RFR(XXS): 8182307 - Error during JRMP connection establishment

Fri Dec 8 14:36:59 UTC 2017

On 12/8/17 4:28 AM, Alan Bateman wrote:
> On 07/12/2017 16:55, Daniel D. Daugherty wrote:
>> :
>>> Greetings,
>>>
>>> I have a small fix for a very intermittent ServerSocket related test
>>> failure:
>>>
>>>     JDK-8182307: Error during JRMP connection establishment
>>>     https://bugs.openjdk.java.net/browse/JDK-8182307
>>>
>>> :
>>>
>>> For the gory details of the reasons for this fix please see
>>> Jerry's bugs.
>>>
>>> Webrev URL: http://cr.openjdk.java.net/~dcubed/8182307-webrev/jdk10-0/
>>>
> It's not clear to me how this change solves the issue.  It's a "read 
> timeout" so this means the connection has been established.

Yes, the connection has been established, but it has been established
to the wrong ServerSocket. The ServerSocket port that was picked by
the test with its "return new ServerSocket(port)" call was also picked
by another "interloper" process. It's the SO_REUSEADDR attribute that
allows these two processes to both think that they have the same
random port. We have only observed proven sightings of this bug on
Solaris SPARC and Solaris X64 machines.

So the interloper and the server side of the test both did accept()
calls on the same port. The interloper won the race in this case so
it is matched up with the test's client side connect(). The test's
client side starts doing its protocol reads, but the interloper
does not send what the test's client side expects so the test's
client side times out in read().

Here's Jerry's eval note from 
https://bugs.openjdk.java.net/browse/JDK-8182757:

> gthornbr Gerald Thornbrugh 
> <https://bugs.openjdk.java.net/secure/ViewProfile.jspa?name=gthornbr> 
> added a comment - 2017-07-27 11:33
> If a socket is being setup without a fixed port using the SO_REUSEADDR 
> flag can lead to other processes interfering with the poll/receive 
> process of a debugger/debuggee configuring a socket for communication. 
> When SO_REUSEADDR is used other processes can attempt a listen() on 
> the same port and receive a connect from the debuggee. This causes the 
> debugger to stay in poll() waiting for a connect and the debuggee 
> stays in recv() waiting to receive data from the "rogue" process that 
> will never send it.
>
> This can also lead to connections being terminated early on the 
> debuggee side when the "rogue" process terminates the connection 
> because it does not receive what it expected from the client process 
> (i.e. the debuggee).
>
> The fix is to not use the SO_REUSEADDR flag for non-fixed port 
> sockets. This keeps "rogue" processes from reusing the port address 
> and from stealing the connects sent by from the debuggee.
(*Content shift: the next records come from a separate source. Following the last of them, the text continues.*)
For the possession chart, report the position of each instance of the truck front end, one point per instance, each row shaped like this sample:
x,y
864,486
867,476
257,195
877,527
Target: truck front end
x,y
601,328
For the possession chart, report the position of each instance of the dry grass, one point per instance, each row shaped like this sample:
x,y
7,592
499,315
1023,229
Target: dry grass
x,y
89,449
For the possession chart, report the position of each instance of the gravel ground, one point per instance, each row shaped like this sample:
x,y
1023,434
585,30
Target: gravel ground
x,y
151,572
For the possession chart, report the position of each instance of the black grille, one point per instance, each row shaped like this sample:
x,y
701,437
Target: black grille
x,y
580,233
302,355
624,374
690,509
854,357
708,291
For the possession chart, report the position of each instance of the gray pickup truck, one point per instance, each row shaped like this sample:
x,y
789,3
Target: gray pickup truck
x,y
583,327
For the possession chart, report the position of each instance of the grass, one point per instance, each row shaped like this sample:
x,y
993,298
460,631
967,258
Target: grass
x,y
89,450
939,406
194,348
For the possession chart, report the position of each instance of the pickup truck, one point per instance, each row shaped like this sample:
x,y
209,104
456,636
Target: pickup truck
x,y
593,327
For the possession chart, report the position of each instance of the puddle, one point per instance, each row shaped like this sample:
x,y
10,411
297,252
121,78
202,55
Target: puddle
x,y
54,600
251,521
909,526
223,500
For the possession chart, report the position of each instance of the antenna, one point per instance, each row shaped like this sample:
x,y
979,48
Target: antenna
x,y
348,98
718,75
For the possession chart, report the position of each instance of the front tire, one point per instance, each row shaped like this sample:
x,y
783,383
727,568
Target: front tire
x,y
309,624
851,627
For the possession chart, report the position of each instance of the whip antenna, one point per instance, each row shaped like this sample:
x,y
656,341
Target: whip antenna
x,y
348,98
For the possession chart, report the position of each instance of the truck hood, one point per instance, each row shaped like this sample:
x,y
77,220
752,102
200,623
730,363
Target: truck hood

In the hunt for JDK-8182757 we were fortunate that the tests were
configured for the server side accept() call to _not_ timeout.
That allowed us to capture stacks from both the debuggee and
debugger sides. We were also able to capture debug info from
different points in the protocol stack in various repro attemps.
The only thing we didn't do was add debugging info in the kernel
to try and chase the race enabled by SO_REUSEADDR to ground.
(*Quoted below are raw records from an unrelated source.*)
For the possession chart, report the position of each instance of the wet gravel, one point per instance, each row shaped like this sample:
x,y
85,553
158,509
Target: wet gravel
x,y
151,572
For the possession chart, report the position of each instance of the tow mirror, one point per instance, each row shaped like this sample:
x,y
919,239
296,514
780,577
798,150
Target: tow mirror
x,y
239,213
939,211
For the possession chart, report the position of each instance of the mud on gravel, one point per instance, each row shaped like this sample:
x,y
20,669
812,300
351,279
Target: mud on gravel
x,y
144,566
This bug's (JDK-8182307) failure mode is more like the other failure
that Jerry fixed: https://bugs.openjdk.java.net/browse/JDK-8178676
The server side accept() is configured to timeout so we don't have
a stack from the server side hang point to prove that the JDK-8178676
failure is the same as the JDK-8182757.

With the fixes for JDK-8182757 and JDK-8178676 in place, we have not
seen these failure modes reproduce. The fix for JDK-8182757 was pushed
on 2017-08-03 and the fix for JDK-8178676 was pushed on 2017-08-14. It
is not proof, but it is a strong indicator that these instances of
this failure mode are fixed.

> The client will not care if the server has enabled SO_REUSEADDR or 
> whether it initially bound to a fixed or ephemeral port.

True, but the client has been connected to the interloper process
which is why the read() times out. It is the SO_REUSEADDR attribute
that allows the interloper to accept() the test's server side port
and that does break the client side of the test.

> Is this issue Solaris only? I ask because there is an awkward issue on 
> Solaris where the kernel will accept a pending connection when the 
> process is at its file descriptor limit. We've seen this periodically, 
> esp. with tests that leave connections or files open. An unsuspecting 
> tests runs later, establishes a connection but gets timeouts as there 
> isn't no code at the application level has accepted the connection.

We have only seen provable sightings of this failure mode on Solaris
SPARC and Solaris X64 machines. Folks have added sightings on other
platforms to the older bug that was tracking the original issue:

     JDK-6303969 JDWP: Socket Transport handshake fails rarely on 
InstancesTest.java
     https://bugs.openjdk.java.net/browse/JDK-6303969

but Jerry and I were never able to prove a sighting on anything other
than Solaris.

This "file descriptor limit" issue is new to me. Do you have a pointer
to it? It's entirely possible that there is more than one bug at play
here...

Dan

>
> -Alan
>
>